“Análise clínica” - Introdução
A
figura do Ministério Público (doravante MP) enquanto representante do Estado no
contexto do contencioso administrativo português tem sido controversa e alvo de
ampla discussão doutrinária, pelo que não poderia deixar de ser feita a sua “análise
clínica”.
O
MP consiste, segundo os Professores Gomes Canotilho e Vital Moreira, num órgão
constitucional integrado na organização dos tribunais – trata-se, mais
concretamente, de um órgão da Justiça dotado de independência (assegurada,
nomeadamente, em relação ao poder executivo), autonomia institucional e de
garantias próprias, inserido na categoria de magistratura, com estatuto próprio
(Estatuto do MP); é, portanto, uma autoridade pública judiciária, não tendo,
contudo, o papel de Tribunal nem de juiz. Para estes autores, com
base no disposto no art. 219º da Constituição da República Portuguesa (CRP), o MP
tem funções de defesa da legalidade democrática e de interesses coletivos,
funções de amicus curiae e funções de representante do Estado junto dos
Tribunais, nos casos em que o Estado seja parte.
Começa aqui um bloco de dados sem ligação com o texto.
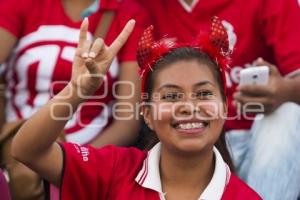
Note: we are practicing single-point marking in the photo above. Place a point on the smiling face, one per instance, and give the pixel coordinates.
(186, 106)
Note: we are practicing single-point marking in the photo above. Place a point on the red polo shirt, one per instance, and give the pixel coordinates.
(116, 173)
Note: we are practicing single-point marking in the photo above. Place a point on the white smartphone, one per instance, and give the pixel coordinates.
(254, 76)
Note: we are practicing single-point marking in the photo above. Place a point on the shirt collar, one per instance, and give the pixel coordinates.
(187, 7)
(149, 176)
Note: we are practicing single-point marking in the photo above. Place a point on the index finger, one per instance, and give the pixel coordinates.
(83, 32)
(122, 38)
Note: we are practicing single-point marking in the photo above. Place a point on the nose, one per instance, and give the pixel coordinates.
(188, 107)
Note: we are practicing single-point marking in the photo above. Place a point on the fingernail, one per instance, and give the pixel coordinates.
(260, 59)
(92, 55)
(85, 55)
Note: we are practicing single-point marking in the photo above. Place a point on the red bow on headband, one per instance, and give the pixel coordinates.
(214, 43)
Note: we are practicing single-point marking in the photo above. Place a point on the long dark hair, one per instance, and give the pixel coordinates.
(147, 137)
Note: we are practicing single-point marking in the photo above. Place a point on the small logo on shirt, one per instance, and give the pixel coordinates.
(84, 151)
(231, 34)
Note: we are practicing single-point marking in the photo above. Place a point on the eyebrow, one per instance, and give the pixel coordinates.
(201, 83)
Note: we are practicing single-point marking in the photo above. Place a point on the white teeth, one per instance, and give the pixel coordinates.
(191, 125)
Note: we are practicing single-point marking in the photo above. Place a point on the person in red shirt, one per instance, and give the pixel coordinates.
(258, 28)
(185, 108)
(38, 40)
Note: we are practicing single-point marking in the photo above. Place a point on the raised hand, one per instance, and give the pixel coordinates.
(269, 97)
(93, 59)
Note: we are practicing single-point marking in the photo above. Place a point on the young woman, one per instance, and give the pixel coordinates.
(185, 108)
(38, 40)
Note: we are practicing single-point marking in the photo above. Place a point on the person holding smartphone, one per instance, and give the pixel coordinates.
(261, 32)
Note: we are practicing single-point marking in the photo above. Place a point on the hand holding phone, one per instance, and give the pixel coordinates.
(254, 76)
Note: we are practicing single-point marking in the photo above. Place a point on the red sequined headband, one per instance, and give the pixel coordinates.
(214, 43)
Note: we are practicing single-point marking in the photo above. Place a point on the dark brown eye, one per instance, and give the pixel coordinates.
(205, 94)
(174, 96)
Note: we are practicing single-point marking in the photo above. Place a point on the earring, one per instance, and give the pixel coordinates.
(196, 110)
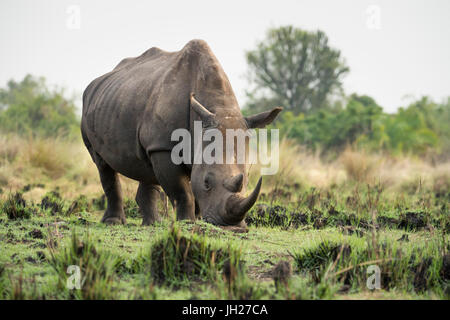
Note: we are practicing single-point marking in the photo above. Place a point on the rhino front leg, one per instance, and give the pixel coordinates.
(175, 182)
(147, 198)
(114, 213)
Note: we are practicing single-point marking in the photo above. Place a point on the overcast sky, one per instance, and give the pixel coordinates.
(395, 49)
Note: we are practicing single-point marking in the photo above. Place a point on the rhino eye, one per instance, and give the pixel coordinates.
(208, 181)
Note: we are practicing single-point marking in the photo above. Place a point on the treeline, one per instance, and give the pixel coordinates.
(292, 68)
(421, 128)
(298, 70)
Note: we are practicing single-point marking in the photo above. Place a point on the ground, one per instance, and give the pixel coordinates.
(307, 237)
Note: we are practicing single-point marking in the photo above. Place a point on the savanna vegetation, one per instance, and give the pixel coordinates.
(357, 188)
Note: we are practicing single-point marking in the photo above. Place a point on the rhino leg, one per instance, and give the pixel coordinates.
(175, 181)
(147, 198)
(114, 213)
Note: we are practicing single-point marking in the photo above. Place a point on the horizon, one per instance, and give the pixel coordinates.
(45, 39)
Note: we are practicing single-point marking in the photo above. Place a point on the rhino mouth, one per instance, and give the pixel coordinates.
(236, 207)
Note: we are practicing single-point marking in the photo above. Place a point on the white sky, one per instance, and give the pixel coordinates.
(409, 56)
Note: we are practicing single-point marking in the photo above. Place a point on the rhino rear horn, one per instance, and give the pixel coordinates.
(207, 117)
(237, 206)
(234, 184)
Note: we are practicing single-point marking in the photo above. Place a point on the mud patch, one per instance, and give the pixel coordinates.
(177, 257)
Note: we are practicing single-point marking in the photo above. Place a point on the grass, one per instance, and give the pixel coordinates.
(313, 233)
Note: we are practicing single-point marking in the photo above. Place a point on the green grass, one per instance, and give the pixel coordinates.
(327, 238)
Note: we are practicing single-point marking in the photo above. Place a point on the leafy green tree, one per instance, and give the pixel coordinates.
(29, 107)
(294, 68)
(334, 129)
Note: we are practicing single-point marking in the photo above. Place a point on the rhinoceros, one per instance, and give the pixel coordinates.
(127, 120)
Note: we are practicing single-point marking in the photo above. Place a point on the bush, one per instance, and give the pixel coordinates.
(30, 108)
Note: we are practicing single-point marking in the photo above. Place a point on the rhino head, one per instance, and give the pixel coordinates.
(220, 188)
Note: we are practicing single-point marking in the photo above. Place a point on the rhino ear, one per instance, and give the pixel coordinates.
(207, 117)
(262, 119)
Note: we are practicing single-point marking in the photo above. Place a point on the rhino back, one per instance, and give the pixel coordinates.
(132, 110)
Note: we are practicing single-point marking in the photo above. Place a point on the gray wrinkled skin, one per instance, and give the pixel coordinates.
(129, 115)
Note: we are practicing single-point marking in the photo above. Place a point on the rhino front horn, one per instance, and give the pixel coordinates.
(234, 184)
(238, 206)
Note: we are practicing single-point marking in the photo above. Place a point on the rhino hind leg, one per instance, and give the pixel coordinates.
(175, 182)
(114, 213)
(147, 198)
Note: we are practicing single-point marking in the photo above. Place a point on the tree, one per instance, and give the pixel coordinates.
(29, 107)
(295, 69)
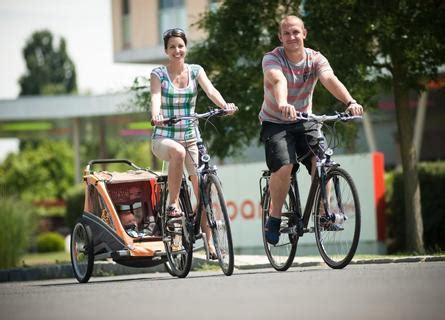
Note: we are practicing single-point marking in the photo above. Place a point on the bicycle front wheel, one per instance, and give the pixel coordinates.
(337, 240)
(178, 244)
(220, 224)
(282, 254)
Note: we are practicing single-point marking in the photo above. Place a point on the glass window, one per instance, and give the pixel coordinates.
(172, 14)
(126, 24)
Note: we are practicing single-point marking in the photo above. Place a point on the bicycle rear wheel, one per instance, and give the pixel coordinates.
(178, 244)
(220, 224)
(337, 241)
(81, 251)
(282, 254)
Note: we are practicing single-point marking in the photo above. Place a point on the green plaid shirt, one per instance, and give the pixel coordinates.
(177, 102)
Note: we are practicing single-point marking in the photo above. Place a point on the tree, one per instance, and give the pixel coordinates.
(38, 172)
(399, 42)
(50, 71)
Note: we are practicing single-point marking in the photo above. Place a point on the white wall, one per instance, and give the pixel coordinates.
(8, 145)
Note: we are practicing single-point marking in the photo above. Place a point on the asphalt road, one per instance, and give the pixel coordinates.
(373, 291)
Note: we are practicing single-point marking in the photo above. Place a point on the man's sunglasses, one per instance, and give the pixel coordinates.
(173, 32)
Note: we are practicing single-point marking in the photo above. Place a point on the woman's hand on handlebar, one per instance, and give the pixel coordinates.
(157, 120)
(230, 108)
(355, 109)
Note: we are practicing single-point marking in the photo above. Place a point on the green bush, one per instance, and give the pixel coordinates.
(74, 204)
(432, 189)
(50, 242)
(50, 165)
(17, 223)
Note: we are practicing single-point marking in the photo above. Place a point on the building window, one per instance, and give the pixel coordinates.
(172, 14)
(213, 5)
(126, 24)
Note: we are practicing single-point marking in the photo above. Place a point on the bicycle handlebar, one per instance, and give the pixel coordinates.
(342, 116)
(194, 116)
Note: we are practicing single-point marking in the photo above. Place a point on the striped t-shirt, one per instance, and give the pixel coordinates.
(177, 102)
(301, 80)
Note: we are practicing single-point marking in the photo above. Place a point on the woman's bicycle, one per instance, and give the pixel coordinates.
(180, 234)
(332, 202)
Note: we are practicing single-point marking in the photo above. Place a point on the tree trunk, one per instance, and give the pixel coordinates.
(413, 210)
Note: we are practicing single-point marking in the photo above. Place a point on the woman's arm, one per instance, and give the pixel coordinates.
(213, 94)
(210, 90)
(155, 89)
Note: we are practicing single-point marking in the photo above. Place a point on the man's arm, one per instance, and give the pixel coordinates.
(330, 81)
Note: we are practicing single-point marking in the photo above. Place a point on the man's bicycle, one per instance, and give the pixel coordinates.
(332, 202)
(180, 234)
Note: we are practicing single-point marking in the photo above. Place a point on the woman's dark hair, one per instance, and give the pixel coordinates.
(175, 32)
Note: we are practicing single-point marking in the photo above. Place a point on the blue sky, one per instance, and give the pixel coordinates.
(85, 25)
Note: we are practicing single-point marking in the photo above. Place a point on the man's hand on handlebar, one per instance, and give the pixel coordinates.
(230, 108)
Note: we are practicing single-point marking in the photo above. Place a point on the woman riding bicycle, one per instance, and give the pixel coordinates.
(290, 75)
(174, 89)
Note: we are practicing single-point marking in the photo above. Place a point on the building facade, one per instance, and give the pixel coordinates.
(138, 26)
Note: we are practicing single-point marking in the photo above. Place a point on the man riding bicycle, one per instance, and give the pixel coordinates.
(290, 75)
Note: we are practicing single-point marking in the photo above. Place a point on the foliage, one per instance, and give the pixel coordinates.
(40, 171)
(432, 182)
(368, 41)
(17, 223)
(50, 71)
(50, 242)
(74, 204)
(400, 41)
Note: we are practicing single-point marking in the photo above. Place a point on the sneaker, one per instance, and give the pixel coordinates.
(173, 212)
(272, 230)
(328, 225)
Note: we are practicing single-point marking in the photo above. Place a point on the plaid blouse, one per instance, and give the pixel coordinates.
(177, 102)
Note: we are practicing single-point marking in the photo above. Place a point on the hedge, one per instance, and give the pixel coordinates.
(432, 190)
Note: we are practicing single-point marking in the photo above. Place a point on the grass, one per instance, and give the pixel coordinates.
(35, 259)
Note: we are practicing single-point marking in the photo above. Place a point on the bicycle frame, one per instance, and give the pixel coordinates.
(323, 164)
(203, 169)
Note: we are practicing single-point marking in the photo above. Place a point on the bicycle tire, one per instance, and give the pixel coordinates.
(281, 255)
(81, 252)
(220, 224)
(337, 243)
(179, 256)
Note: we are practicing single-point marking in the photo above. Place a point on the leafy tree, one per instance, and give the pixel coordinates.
(398, 43)
(39, 172)
(50, 71)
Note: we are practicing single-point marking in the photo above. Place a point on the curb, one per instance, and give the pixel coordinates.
(105, 268)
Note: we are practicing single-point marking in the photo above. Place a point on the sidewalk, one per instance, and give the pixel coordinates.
(242, 262)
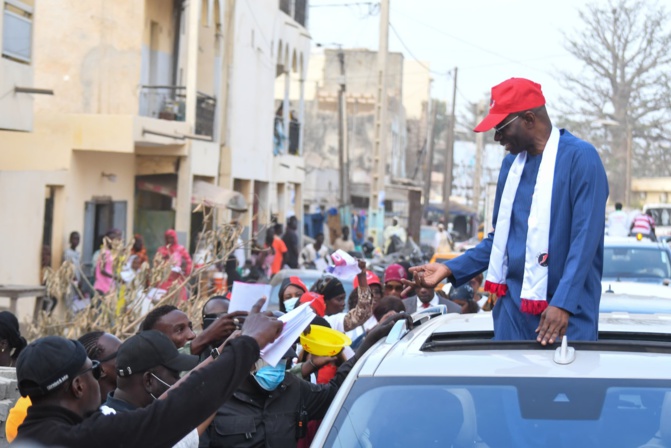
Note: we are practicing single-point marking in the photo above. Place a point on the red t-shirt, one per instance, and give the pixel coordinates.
(280, 248)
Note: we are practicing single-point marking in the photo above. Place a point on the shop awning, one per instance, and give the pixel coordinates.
(215, 196)
(203, 193)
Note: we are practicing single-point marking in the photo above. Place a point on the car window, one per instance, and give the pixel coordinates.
(628, 262)
(501, 412)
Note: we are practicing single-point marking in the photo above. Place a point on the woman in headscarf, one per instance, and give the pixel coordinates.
(11, 341)
(291, 290)
(179, 260)
(139, 249)
(334, 297)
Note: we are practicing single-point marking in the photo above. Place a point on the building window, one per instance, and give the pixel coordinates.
(17, 30)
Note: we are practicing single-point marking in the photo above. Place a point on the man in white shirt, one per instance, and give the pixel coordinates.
(344, 242)
(442, 242)
(314, 255)
(72, 255)
(618, 222)
(644, 224)
(427, 298)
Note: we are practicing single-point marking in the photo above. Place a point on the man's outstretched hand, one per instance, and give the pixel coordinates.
(553, 325)
(262, 326)
(426, 276)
Resulta, igualmente do artigo
51º do Estatuto dos Tribunais Administrativos e Fiscais (ETAF), que compete ao MP
representar o Estado, defender a legalidade democrática e promover a realização
do interesse público, exercendo, para o efeito, os poderes que a lei lhe
confere.
As
funções do MP no Contencioso Administrativo, traduzem-se, em suma: i) na promoção
da ação pública na defesa da legalidade e de certos interesses coletivos, uma vez
que segundo o artigo 9º/2 do Código de Processo nos Tribunais Administrativos
(CPTA), o MP tem legitimidade para propor e intervir, nos termos previstos na
lei, em processos principais e cautelares destinados à defesa de valores e bens
constitucionalmente protegidos, como a saúde pública, o ambiente, entre outros;
ii) na função de amicus curiae, isto é, de “auxiliar de justiça” e de “coadjuvante”
do tribunal, com um papel interventivo e imparcial na defesa de direitos
fundamentais e interesses públicos especialmente relevantes; iii) e, finalmente,
na função de representação do Estado (art. 11º/1 CPTA, art. 219º/1 da CRP e
art. 3º/1, a) EMP) e de outras pessoas representadas por imperativo legal (art.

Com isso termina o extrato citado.